[ VIEWGRAPHS ]

K-Means Clustering and Mapping
of all Mars Rovers' APXS Data, 1997-2016

OpenPlanetary
Virtual Lunches, YouTube
12 May 2020, 2 p.m. ET

Christine M. Rodrigue
Professor of Geography
California State University, Long Beach

Background

[ SLIDE 1 ]

First, a bit of background. Much of my research has dealt with hazards. Some of these projects include wildfire in Mediterranean scrub, the Northridge earthquake, and a group of projects I call “disaster by management” -- 9/11, Katrina, the Columbia crash.

Another emphasis is biogeography, especially wildfire ecology in Southern California and documentation and conservation of California sage scrub.

My teaching load includes courses in hazards and risk management; biogeography and California ecosystems; and multivariate statistics.

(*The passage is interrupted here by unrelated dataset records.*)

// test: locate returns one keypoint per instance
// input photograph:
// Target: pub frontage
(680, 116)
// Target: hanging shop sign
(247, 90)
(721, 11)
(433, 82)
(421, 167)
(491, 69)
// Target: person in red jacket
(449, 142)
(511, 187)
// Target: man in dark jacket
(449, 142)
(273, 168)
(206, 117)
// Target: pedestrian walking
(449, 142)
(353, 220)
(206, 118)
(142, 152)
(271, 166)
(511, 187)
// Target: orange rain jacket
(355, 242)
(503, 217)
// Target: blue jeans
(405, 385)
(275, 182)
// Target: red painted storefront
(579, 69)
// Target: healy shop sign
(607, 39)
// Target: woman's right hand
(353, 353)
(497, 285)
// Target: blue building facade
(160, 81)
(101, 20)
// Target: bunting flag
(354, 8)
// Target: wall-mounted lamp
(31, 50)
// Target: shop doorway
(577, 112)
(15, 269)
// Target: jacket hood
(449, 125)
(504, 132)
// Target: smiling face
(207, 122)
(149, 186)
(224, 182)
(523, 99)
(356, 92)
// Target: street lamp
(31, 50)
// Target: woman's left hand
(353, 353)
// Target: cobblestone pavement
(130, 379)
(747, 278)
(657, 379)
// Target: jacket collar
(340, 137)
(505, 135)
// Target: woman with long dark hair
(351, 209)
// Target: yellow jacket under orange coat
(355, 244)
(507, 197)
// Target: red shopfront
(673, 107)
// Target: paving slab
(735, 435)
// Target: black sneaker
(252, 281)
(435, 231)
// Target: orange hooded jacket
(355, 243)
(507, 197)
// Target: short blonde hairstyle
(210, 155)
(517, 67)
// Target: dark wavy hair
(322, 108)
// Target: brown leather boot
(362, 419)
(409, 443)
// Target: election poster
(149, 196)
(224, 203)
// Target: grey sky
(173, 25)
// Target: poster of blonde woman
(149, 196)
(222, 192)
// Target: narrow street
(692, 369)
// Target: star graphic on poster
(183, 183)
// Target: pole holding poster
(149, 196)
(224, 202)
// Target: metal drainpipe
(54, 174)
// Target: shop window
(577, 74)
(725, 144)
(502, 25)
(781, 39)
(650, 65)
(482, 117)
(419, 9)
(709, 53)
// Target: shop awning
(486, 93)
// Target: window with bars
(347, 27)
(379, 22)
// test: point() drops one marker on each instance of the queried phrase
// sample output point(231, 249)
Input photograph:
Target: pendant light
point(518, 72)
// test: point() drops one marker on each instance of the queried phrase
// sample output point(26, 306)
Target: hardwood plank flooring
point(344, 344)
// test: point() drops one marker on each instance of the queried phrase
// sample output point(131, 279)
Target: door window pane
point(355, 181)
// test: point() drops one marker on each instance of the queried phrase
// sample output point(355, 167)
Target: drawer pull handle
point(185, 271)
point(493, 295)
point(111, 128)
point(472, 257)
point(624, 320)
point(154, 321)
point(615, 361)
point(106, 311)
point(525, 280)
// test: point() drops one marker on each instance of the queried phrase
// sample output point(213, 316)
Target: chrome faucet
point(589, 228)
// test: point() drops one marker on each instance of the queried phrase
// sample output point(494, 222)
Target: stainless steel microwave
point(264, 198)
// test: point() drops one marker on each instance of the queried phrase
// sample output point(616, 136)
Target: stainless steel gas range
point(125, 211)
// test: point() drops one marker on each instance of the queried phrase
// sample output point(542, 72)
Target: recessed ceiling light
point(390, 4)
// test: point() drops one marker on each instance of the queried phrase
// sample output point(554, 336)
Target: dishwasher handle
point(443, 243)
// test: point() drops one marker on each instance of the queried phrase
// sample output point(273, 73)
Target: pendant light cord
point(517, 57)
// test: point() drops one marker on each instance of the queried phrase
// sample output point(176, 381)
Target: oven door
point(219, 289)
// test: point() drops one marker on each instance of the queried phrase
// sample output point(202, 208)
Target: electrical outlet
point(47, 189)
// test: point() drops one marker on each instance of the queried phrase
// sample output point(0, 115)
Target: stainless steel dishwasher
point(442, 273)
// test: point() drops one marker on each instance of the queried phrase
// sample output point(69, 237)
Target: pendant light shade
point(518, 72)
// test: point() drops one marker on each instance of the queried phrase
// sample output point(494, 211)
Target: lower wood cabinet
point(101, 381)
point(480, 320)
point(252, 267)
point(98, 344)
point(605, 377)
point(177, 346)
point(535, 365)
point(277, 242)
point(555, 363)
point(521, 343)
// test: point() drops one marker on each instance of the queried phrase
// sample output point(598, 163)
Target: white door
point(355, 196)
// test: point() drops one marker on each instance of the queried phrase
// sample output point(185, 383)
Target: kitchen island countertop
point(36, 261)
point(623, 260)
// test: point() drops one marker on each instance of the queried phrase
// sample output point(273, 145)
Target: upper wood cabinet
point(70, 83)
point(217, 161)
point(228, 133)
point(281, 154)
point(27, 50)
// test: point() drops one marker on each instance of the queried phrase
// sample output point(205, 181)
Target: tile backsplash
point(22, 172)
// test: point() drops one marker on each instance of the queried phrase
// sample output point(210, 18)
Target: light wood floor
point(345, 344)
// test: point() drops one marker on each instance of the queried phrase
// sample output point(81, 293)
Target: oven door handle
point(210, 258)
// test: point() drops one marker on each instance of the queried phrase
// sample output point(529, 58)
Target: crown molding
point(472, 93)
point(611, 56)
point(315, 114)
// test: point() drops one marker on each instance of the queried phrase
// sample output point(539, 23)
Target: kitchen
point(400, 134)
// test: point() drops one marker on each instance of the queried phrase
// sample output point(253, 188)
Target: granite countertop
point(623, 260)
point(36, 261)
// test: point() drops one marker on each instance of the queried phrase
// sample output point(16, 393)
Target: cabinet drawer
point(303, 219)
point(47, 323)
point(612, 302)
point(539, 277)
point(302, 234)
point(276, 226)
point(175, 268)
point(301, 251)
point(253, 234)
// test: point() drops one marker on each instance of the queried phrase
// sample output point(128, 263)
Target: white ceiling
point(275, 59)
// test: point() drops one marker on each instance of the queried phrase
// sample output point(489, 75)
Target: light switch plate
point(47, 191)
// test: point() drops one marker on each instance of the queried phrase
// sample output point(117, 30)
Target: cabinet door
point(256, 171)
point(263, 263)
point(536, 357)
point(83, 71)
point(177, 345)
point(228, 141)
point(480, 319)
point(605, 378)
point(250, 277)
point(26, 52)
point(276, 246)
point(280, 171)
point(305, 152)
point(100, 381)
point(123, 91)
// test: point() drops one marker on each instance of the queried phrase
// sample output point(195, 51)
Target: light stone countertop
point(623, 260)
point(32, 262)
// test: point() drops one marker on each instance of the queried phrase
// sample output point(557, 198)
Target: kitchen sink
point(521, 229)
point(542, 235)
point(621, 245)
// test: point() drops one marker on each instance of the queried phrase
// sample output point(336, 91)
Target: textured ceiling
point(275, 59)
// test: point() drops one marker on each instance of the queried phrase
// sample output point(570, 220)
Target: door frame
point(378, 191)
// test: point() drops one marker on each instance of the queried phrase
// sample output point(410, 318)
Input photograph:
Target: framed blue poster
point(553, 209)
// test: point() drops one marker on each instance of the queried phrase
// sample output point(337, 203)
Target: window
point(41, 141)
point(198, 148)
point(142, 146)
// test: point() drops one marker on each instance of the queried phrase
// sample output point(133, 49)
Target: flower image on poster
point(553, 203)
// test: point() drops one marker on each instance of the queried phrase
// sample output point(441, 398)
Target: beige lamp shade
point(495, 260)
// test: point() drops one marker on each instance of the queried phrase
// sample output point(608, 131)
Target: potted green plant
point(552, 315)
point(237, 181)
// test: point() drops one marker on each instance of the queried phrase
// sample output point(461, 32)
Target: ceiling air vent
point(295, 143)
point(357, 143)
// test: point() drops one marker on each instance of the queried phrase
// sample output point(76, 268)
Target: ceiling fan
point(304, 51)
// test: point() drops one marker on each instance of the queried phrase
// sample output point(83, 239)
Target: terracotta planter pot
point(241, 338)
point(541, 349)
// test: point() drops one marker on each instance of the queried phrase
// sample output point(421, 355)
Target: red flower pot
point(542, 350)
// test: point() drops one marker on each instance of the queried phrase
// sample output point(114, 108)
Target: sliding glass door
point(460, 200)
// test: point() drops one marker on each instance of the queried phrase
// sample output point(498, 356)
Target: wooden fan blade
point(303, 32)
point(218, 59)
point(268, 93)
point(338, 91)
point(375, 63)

So, how did that background get me to Mars? In the late nineties, I worked on a project on how the then-new Internet was being used by 2 activists to create a large social movement to stop the Cassini-Huygens mission. NASA got wind of this and invited me to present my findings to 5 of its centers in 2001. They were interested in how better to communicate risk for the Mars Sample Return Mission being planned for a 2008 launch. The telecon organizers asked me if I would follow that controversy. I agreed and decided I needed to learn about Mars as context.

Meanwhile, MSR kept being delayed and was then canceled. So, by 2005, I was left with no project and a lot of hard-earned background on Mars. Rather than forget it all, I created the first Geography of Mars class in 2007 – at least our students would get something out of all that. A lot of my Mars work since then has been driven by course development.

So what about APXS? I thought I'd “just” put together all the APXS data from all 4 rovers and have students do a K-means clustering and Google Earth mapping lab with them. I got the APXS data from the PDS Geosciences Node as a series of CSV files that had been uploaded there periodically by the different teams involved, with very different layouts and formats. This took a lot of pre-processing to integrate. Pinning APXS “zaps” to lat./lon. was challenging, with different datums and cartographic conventions, and who knows which datum Google Earth uses.

[ SLIDE 2 ]

My goal was to have students do a simple classification that they could then map in Google Earth Pro: ~4 or 5 categories. I picked K-means clustering as it is non-hierarchical and flexible. It optimizes the allocation of data to a specified number of classes. It first “seeds” the data space with proposed centroids, usually randomly. Then, it measures distance between each record and all of the seeds, assigning it to the nearest seed. Once all records are assigned, the centroid for each group is calculated. and then used to seed the next iteration, producing changes in some records' cluster assignments. The process is truncated once the assignments become stable.

[ SLIDE 3 ]

Once records are classified, they can be mapped fairly easily in Google Earth Pro. Google Earth needs only a name for the record and its latitude and longitude and the records can be put into folders corresponding to the classes. It can import CSV files, which can then be saved as a native KMZ file that can be opened by anyone with Google Earth or Google Earth Pro. All records in a folder can then be assigned a common icon.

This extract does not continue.